To address this, I first mapped the numerical `REGION` codes to their descriptive names for better readability. Then, I filtered the dataset to include only state-level data (`SUMLEV` is 40), grouped by the `REGION`, and counted the number of unique `DIVISION` codes within each region.
# Convert 'REGION' column to string type and replace numerical codes with readable names.
df['REGION']= df['REGION'].astype(str).replace('1',"Northeast", regex = True).replace("2",'Midwest',regex = True).replace("3",'South', regex = True).replace("4",'West', regex = True)
print("\nUpdated REGION column (first few rows after mapping):")
print(df['REGION'].head()) # Displaying first few rows of the updated REGION column
# Filter out the rows with SUMLEV == 50 (county-level data).
# We are interested in state-level data (SUMLEV == 40) to correctly count divisions per region.
sldf = df[df['SUMLEV'] == 40]
# Group the dataframe by region name (REGION) and count the number of unique divisions (DIVISION).
# 'nunique()' ensures we count each unique division only once per region.
divisions_by_region = sldf.groupby('REGION')['DIVISION'].nunique()
print("\nNumber of divisions for each region:")
print(divisions_by_region)
Result:
Updated REGION column (first few rows after mapping):
0 South
1 South
2 South
3 South
4 South
Name: REGION, dtype: object
Number of divisions for each region:
REGION
Midwest 2
Northeast 2
South 3
West 2
Name: DIVISION, dtype: int64
A bar chart illustrates the number of divisions per region:
# Plot the number of divisions for each region
divisions_by_region.plot(kind='bar', title='The number of divisions for each region')
# Show the plot
plt.show()

Overall Outcomes & Conclusion
- Data Preparedness: The raw census dataset was successfully loaded, meticulously cleaned, and logically organized with standardized column naming.
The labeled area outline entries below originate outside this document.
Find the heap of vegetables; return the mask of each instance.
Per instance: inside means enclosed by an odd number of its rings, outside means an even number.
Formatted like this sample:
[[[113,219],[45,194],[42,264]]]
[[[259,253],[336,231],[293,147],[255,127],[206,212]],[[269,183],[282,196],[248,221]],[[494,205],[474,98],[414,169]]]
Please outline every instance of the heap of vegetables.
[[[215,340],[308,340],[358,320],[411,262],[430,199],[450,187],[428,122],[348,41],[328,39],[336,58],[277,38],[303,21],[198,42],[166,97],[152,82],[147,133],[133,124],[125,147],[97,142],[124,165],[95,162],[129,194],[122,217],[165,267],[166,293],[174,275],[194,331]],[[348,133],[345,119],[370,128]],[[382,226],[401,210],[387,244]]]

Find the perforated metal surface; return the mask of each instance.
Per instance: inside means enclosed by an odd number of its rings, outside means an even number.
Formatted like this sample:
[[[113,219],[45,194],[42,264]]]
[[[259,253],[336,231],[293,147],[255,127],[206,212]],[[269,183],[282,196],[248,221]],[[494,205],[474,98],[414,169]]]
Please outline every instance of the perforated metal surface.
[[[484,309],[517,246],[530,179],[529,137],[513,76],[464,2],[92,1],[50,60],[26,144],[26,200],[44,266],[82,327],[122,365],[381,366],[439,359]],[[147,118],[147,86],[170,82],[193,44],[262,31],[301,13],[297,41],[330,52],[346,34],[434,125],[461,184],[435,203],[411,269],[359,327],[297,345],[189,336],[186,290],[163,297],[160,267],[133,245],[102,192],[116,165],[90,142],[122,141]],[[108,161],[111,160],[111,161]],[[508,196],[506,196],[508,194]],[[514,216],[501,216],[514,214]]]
This foundational step ensured data reliability and facilitated subsequent analytical procedures.
- Key Metric Understanding: Through the generation of descriptive statistics, essential quantitative insights were immediately derived, such as identifying the state with the most counties (Texas).
- Identification of High-Performing States: The top 3 most populous states based on their three most populous counties were precisely identified (California, Texas, Florida), serving as potential benchmarks for further comparative analysis.
- Geographic Insights Ascertained: The analysis successfully identified which Census Region contains the highest number of Census Divisions (South, with 3 divisions).
This "US Census Data Analysis Project" effectively demonstrates my proficiency in employing Python for Exploratory Data Analysis. By systematically executing data inspection, cleaning, and visualization, I was able to glean valuable insights into population dynamics and geographic distributions, ascertain data quality, and identify initial relationships within the census data. This project underscores my competence in fundamental data science tools and methodologies, establishing a robust groundwork for more advanced analytical modeling and facilitating data-driven strategic recommendations.